Most naming systems only know how to do discovery one way: public. That’s not always the setting you actually want.
Naming systems on the internet, and in most blockchain architectures, tend to work the same way: register a name, and it becomes resolvable to anyone who looks it up. That’s fine for a lot of things — a public website, an open API, a service that genuinely wants as much traffic as possible. It’s a much worse fit for anything handling sensitive workflows, restricted counterparties, or relationships that were never meant to be public in the first place.
The usual workaround is to make the service publicly resolvable and then handle access control after the fact — the request comes in, and only then does the service check whether it should actually respond. That works, but it also means every unauthorized party gets far enough to make the request in the first place. The service is doing security theater at the front door while quietly hoping nobody just tries the handle.
The better version of this doesn’t separate “findable” from “authorized to interact.” It treats them as the same decision, made at the same moment: a service either resolves for a given requester or it doesn’t, based on who that requester actually is — not a public listing that anyone can query and then get turned away from.
That’s only possible if discovery and identity aren’t two separate systems bolted together after the fact. DNNS on Lithosphere resolves names using the same identity context PPAL already establishes, so a resolution request already knows who’s asking. A service can be configured to resolve only for agents with a specific credential or relationship, and simply not resolve — not “resolve and then reject,” but not resolve at all — for anyone else.

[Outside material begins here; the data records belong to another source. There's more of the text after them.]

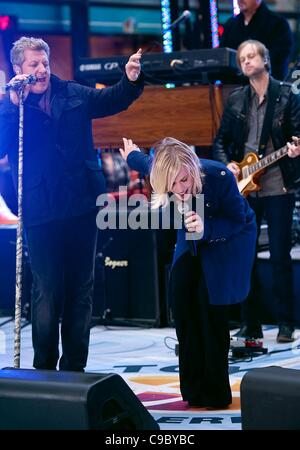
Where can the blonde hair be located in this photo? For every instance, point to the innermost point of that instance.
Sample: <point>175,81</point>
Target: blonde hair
<point>261,50</point>
<point>17,52</point>
<point>170,156</point>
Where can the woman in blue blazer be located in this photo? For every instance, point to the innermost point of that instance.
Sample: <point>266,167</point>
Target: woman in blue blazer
<point>211,274</point>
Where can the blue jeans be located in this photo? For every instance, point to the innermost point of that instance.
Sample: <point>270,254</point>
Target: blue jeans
<point>62,255</point>
<point>278,211</point>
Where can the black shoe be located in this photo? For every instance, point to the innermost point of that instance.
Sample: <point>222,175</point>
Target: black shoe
<point>285,334</point>
<point>250,332</point>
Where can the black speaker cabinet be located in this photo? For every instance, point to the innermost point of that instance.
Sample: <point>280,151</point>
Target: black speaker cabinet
<point>129,273</point>
<point>270,399</point>
<point>50,400</point>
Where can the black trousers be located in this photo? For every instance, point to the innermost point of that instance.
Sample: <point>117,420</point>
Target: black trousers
<point>278,211</point>
<point>203,336</point>
<point>62,255</point>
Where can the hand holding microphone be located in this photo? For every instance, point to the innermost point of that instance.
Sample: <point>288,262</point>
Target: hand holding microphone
<point>193,222</point>
<point>17,83</point>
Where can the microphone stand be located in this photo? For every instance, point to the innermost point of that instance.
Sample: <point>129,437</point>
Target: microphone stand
<point>19,243</point>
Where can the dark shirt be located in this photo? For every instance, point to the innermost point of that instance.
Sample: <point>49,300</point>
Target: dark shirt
<point>267,27</point>
<point>271,181</point>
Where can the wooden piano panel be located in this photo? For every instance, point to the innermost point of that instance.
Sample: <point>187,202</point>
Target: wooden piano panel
<point>182,112</point>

The practical upside is less about convenience and more about reducing what’s exposed in the first place. A service nobody outside its intended circle can even find is a much smaller target than one that’s publicly listed and relying on a permission check to do all the work. Fewer parties reach the door, so fewer parties get a chance to test whether it’s locked.
“Public by default, restricted by exception” has been the assumption behind naming systems for a long time. It’s worth asking, at least for anything that isn’t supposed to be public, whether that assumption still makes sense — or whether discovery itself should just be part of the permission, not a separate step before it.